Hi everyone, so as my first official post after my into, I wanted to tell you all about The SURPRISE KITTEN! I feel like I should have a flashlight shining under my chin or something. 

So back in March, me and my family had a house fire that started in our kitchen. Fortunately we were all okay, but even more importantly out animals were okay! After the fire, our (at the time) 5 cats lived briefly lived at my grandparents and then once our heat was back on we moved them into our basement since my grandfather is allergic to cats. Well, one day while our electrician was working at the house he left the basement door open and Annie, our 6 month old cat, escaped. We found her last summer along with her brother on the side of the road and decided to take them in, got them their first shots and got her brother fixed and found a permanent home in Vermont with my sister, but with everything that was going on with the fire we missed her spay appointment. So once she escaped she was gone for 3 days before I was able to trap her with my have-a-heart trap. She seemed fine (just a little hungry). Fast forward 9 weeks (and two days) to the 22nd of July. Annie's new spay appointment is the 23rd and I get home from a long day of work and volunteering to her acting really strange. She kept running in and out of under my bed, so I bent over and looked.....and there was one, very large, and wiggly newborn kitten under my bed. 

Of course an instant freak out occurred followed by Annie carrying it out and dropping it into my lap. It was already dry and clean, and there was no placenta or even any blood under my bed so she must have had it right after I left and then spent the day cleaning up after herself. I was SHOCKED. Being a volunteer I know the pregnancy signs in a cat and she didn't have any! I'm guessing that her being so young and small that one kitten is all she could manage. She's doing very well and so is the kitten. She is such a good mom and will occasionally "drop off" the kitten for baby sitting with me so that she can catch up on sleep and eating and using the litter box. She has no issues with me handling it which is amazing because I can tell the kitten is already very used to being held by humans. I plan on getting mom and baby tested for feline aids and leukemia asap as well and HOPEFULLY annie wont miss her spay appointment for a third time! 

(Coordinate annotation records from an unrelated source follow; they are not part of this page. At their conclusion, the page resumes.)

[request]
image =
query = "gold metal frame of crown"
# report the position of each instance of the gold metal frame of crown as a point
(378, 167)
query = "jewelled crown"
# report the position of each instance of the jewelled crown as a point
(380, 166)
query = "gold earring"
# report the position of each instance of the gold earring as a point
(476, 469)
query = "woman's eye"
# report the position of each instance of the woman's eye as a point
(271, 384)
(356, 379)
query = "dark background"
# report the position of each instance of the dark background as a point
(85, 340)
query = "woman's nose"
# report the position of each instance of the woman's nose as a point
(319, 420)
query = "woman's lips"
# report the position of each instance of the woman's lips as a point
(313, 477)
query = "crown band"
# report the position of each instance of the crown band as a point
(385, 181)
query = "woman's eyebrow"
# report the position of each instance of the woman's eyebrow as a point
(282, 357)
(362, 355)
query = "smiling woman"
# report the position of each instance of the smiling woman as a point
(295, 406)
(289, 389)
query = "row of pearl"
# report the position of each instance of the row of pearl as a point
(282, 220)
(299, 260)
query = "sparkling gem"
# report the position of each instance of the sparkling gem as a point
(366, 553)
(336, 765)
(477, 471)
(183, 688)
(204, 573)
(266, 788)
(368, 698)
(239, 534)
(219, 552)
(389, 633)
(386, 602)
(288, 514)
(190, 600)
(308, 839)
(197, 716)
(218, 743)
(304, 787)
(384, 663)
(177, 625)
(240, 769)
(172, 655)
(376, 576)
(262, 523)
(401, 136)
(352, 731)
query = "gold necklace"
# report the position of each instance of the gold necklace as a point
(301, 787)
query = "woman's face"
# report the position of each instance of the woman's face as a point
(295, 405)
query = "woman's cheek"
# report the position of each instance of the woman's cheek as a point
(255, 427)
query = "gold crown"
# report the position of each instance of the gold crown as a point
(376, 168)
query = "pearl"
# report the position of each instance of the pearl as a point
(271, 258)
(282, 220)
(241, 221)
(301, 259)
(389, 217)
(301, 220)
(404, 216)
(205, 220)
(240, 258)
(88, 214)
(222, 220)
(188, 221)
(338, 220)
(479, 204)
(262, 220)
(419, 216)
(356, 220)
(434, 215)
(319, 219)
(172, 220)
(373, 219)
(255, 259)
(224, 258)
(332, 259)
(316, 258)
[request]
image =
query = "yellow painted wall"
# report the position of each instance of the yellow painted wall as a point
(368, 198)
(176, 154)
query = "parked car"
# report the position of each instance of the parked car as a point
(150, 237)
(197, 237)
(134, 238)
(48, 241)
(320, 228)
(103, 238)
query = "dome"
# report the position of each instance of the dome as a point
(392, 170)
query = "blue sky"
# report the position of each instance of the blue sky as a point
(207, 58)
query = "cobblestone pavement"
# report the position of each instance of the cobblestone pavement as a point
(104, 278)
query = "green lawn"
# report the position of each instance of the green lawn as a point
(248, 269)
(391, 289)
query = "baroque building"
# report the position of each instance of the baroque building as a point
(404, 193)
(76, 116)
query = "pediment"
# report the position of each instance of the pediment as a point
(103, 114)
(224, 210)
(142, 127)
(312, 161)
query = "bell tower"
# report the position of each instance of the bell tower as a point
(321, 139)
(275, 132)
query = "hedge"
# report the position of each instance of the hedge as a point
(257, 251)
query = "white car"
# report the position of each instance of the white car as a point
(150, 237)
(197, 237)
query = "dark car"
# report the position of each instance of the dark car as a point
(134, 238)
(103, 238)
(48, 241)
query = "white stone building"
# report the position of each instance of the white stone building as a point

Baby doesn't have a name yet because I can't tell if its a boy or a girl. Ill post pictures of its "area" to see if anyone can give me an idea. I thought it was a girl due to the colon-semi colon trick but in the past few days I've noticed that perhaps it's growing testicles. 
I have never been around a kitten since birth so if anyone has any advice they would like to share feel free to tell me! I've spent a good part of these last two weeks trying to learn all that I can!

Eyes opened at 9 days
Started trying to walk this morning
Ears starting to pop out































Sent from Petguide.com Free App


----------



## marie73 (Jul 12, 2006)

Annie is so pretty and baby is freaking adorable!!!!!!!!! What a shock that must have been!


----------



## Naomi_ (Aug 6, 2013)

I'm pretty sure it's a girl


----------



## melanievan (Jul 16, 2013)

That baby is sooooooo cute I LOVE those pink little feet!!!


----------



## 10cats2dogs (Jun 16, 2013)

I am so happy that everyone survived the fire, how scary! Glad you found your little girl and what a surprise she delivered! !
That's a precious little baby!
Have you figured out any names yet?
Depending on boy/girl!


----------



## DeafDogs&Cat (Mar 27, 2013)

Oh my... that baby is going to be just stunning! !!! What a nice surprise!


----------



## Jetlaya67 (Sep 26, 2012)

The baby looks like a miniature replica of mom! How cute!


----------



## Catlover Danielle (Jul 31, 2013)

The kitten is absolutely adorable!!!! And mom is pretty gorgeous too! Glad everyone made it out of the fire. And what a good mom Annie is being. 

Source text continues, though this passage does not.